Venendo alla cronaca più recente, la richiesta dell’Ucraina di entrare nella Nato, già formulata nel lontano 2008, al momento non ha alcuna possibilità di realizzarsi e non solo per l’opposizione russa. Sono di avviso contrario in Europa anche la Francia e la Germania, sulla stessa linea la Farnesina.
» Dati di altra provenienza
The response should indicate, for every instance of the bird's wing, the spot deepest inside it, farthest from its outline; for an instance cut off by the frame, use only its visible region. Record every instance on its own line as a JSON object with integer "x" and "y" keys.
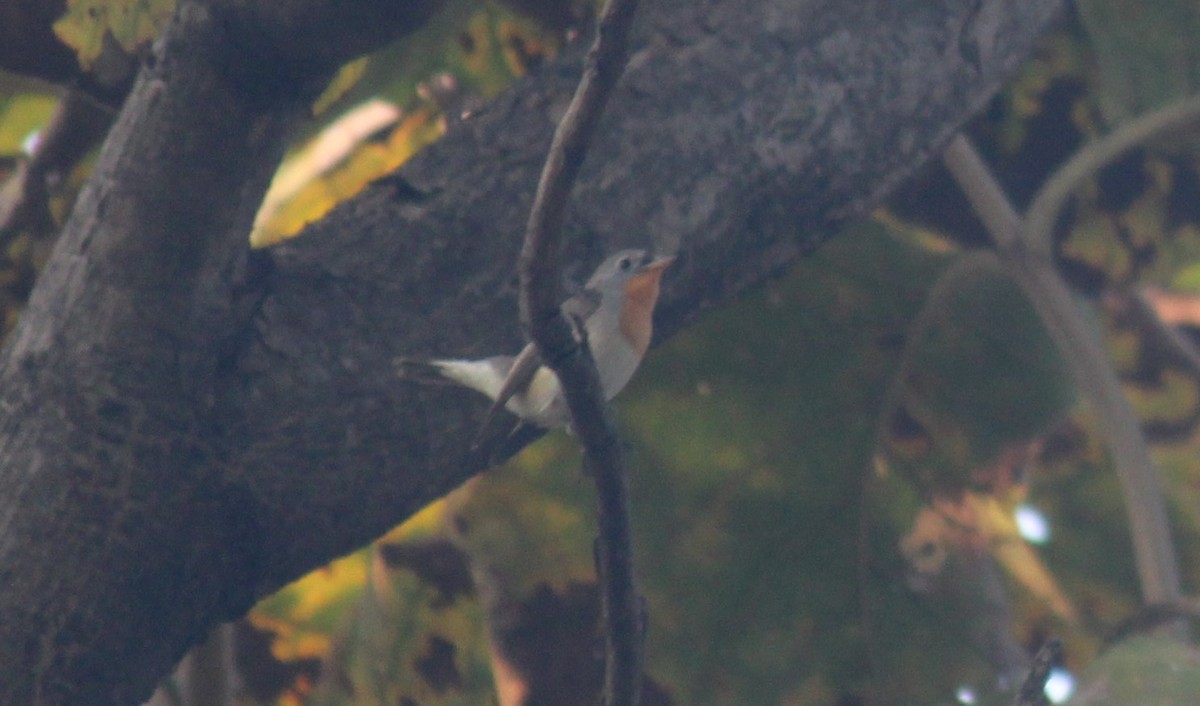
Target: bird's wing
{"x": 579, "y": 307}
{"x": 523, "y": 368}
Del resto, il cancelliere Sholz nel suo incontro a Kiev con il presidente Zalens’skj, lo ha detto chiaro e forte: «L’adesione dell’Ucraina alla Nato non è in agenda». Ma per Vladimir Putin è arrivato il momento di mettere nero su bianco quello che era stato l’accordo, mai scritto, tra Gorbaciov e l’Occidente, dopo la caduta del muro di Berlino, che avrebbe poi portato all’assenso russo all’unificazione della Germania e alla successiva marginalità di Mosca sulla scena politica internazionale. Il capo del Cremlino lo ha ribadito nelle ultime ore nell’incontro con il cancelliere Sholz. Ciascuno deve riprendere il suo posto. La Russia difende la sua sicurezza, il suo ruolo, le sue ambizioni.
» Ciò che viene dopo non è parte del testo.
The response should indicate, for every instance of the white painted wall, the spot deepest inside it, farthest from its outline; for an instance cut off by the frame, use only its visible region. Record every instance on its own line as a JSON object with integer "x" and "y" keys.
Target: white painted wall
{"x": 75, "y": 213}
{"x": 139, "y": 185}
Quanto agli americani, se è vero che nella crisi ucraina l’Amministrazione Biden non avrebbe mai voluto entrarci, consapevole dei rischi, anche sul piano interno, è altrettanto vero, che dopo il disastro in Afghanistan, il presidente non può permettersi di venire accusato di debolezza o di farsi trovare impreparato, a costo di apparire allarmista. Da qui, il ripiegamento preventivo dell’ambasciata a Leopoli e l’invito ai cittadini americani a lasciare l’Ucraina. È bastata Kabul, Kiev non può diventare la riedizione di quella sciagurata fuga. Si aggiunge poi una ragione di principio, che azzardando si potrebbe chiamare etica, ovvero il rispetto dell’autonomia e dell’autodeterminazione dei popoli: la democrazia liberale ucraina ha diritto a tracciare il suo futuro.
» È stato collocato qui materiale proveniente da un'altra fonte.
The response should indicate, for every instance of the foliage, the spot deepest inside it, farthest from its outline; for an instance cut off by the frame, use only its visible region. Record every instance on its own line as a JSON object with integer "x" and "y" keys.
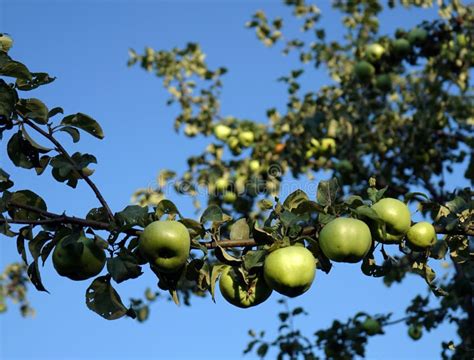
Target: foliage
{"x": 391, "y": 120}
Una ragione non solo nei confronti della Russia, ma che vale per il resto del mondo e che gli Stati Uniti hanno ribadito all’ultimo vertice Nato in Europa, nel giugno dello scorso anno. È’ il principio che identifica l’Occidente e il suo modello ideologico: oggi vale per l’Ucraina, domani per Taiwan. Le frenetiche attività diplomatiche per scongiurare il peggio, stanno riportando comunque in primo piano il ruolo dell’Europa, già che una guerra nel nostro continente sarebbe assolutamente disastrosa per tutti e da ogni punto di vista. Oltre che, va sottolineato, francamente, incomprensibile. Nella necessità del cambiamento, che la crisi ucraina rappresenta, non è più differibile il senso di un’Unione Europea, protagonista unitaria nelle sfide di oggi e di domani.